Comparative Analysis
To further evaluate the performance of drone formation cooperative control, I used a cost function as a key metric, measuring control performance through evolutionary curves. My method was compared with the pigeon-inspired optimization (PIO) algorithm and a multi-agent algorithm. The cost function is defined as:
$$C(t) = \sum_{i=1}^{N} \left( \| \mathbf{p}_i(t) – \mathbf{p}_i^{\text{des}}(t) \|^2 + \lambda \| \mathbf{v}_i(t) – \mathbf{v}_i^{\text{des}}(t) \|^2 \right)$$
where \(N\) is the number of drones, \(\mathbf{p}_i(t)\) and \(\mathbf{v}_i(t)\) are the position and velocity of drone \(i\) at time \(t\), \(\mathbf{p}_i^{\text{des}}(t)\) and \(\mathbf{v}_i^{\text{des}}(t)\) are the desired position and velocity, and \(\lambda\) is a weighting factor.

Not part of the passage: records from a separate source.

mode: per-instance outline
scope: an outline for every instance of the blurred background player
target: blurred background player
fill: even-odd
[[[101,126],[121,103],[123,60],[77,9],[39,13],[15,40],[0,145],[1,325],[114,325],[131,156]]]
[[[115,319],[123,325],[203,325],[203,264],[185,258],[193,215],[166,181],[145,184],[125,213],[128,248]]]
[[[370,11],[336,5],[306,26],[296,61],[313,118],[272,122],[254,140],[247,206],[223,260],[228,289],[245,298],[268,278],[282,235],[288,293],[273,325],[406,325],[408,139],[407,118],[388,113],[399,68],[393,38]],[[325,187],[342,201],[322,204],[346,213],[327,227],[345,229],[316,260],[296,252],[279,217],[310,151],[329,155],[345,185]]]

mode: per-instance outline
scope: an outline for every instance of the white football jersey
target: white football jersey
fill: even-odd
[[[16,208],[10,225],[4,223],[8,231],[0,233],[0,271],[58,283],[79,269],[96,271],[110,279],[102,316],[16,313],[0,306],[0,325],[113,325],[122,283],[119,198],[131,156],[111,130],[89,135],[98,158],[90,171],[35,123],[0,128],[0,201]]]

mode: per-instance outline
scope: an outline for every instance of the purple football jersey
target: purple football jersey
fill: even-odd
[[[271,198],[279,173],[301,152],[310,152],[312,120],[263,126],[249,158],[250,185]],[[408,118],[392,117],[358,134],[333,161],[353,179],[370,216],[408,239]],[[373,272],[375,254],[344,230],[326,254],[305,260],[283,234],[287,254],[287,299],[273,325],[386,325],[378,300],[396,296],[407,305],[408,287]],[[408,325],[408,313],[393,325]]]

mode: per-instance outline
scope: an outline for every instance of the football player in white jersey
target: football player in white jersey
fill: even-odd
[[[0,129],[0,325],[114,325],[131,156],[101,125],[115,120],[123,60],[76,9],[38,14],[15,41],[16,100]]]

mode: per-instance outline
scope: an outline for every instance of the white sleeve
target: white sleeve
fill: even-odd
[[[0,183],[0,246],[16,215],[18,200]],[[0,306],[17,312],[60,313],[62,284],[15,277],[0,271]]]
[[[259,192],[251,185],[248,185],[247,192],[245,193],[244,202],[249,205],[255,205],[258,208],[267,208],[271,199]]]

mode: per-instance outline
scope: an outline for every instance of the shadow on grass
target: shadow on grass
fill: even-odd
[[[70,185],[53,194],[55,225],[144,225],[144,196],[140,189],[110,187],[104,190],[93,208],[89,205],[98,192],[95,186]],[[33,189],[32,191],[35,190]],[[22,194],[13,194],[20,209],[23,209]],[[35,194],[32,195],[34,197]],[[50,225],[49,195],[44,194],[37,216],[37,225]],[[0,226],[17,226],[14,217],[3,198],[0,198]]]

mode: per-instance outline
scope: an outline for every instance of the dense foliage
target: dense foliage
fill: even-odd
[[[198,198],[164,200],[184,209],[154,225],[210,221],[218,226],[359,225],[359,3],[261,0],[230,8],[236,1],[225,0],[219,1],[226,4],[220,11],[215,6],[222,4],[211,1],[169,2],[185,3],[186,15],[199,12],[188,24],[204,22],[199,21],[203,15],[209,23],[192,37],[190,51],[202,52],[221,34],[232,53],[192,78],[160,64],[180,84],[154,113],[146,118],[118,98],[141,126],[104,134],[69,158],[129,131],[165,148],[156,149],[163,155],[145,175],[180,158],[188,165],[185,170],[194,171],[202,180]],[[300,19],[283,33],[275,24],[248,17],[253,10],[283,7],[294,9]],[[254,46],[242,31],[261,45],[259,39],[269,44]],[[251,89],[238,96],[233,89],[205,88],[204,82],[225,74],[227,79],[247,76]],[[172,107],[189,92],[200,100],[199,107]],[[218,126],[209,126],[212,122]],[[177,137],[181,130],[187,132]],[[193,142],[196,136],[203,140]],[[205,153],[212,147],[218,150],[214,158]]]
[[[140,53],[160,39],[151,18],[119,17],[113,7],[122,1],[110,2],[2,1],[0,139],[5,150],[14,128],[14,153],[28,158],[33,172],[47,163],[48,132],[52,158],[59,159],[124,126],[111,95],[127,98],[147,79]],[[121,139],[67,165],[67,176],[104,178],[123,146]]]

The comparison results are summarized in the following table and discussed below:
| Method | Convergence Generation | Final Cost Value | Stability |
|---|---|---|---|
| Proposed Method | 6 | 15.2 | High |
| Pigeon Algorithm | 30 | 25.8 | Moderate |
| Multi-Agent Algorithm | N/A (fluctuating) | 35.4 | Low |
My method achieved convergence at the 6th generation, obtaining the optimal solution quickly. This is attributed to the策略回归目标函数 defined by the cross-entropy between learning and指导 network strategies during individual activating expectation calculations, which outputs a stable supervised training signal, allowing individuals to趋于 stable and consistent states in practical applications. In contrast, the pigeon algorithm converged at the 30th generation, showing less efficiency. The multi-agent algorithm systematically addressed local optima but陷入 unstable states as iterations increased, highlighting the superiority of my semantic-fused approach for drone formation control.
Conclusion
In this article, I addressed the uncertainties in drone formation control related to perceptual behaviors, system states, and task planning by proposing a cooperative control framework from an information processing perspective. This framework integrates uncertain environment detection, uncertain behavior recognition, and a semantic strategy ontology model. I implemented ontology-based situation detection using Bayesian networks and a reinforcement learning method based on individual activating expectation values. The simulation results demonstrated that my method ensures rapid convergence and stability in relative distances between any two drones, effectively judges key point reachability and obstacle avoidance, and outperforms existing methods like pigeon and multi-agent algorithms in terms of convergence speed and stability. This approach holds significant potential for applications in complex marine environments, such as target search and抢险救援, where drone formation operations are critical. Future work will involve scaling simulations to larger drone formations, optimizing learning algorithms for drone networks, and integrating cloud computing and big data platforms to further enhance cooperative control efficiency and robustness in dynamic scenarios.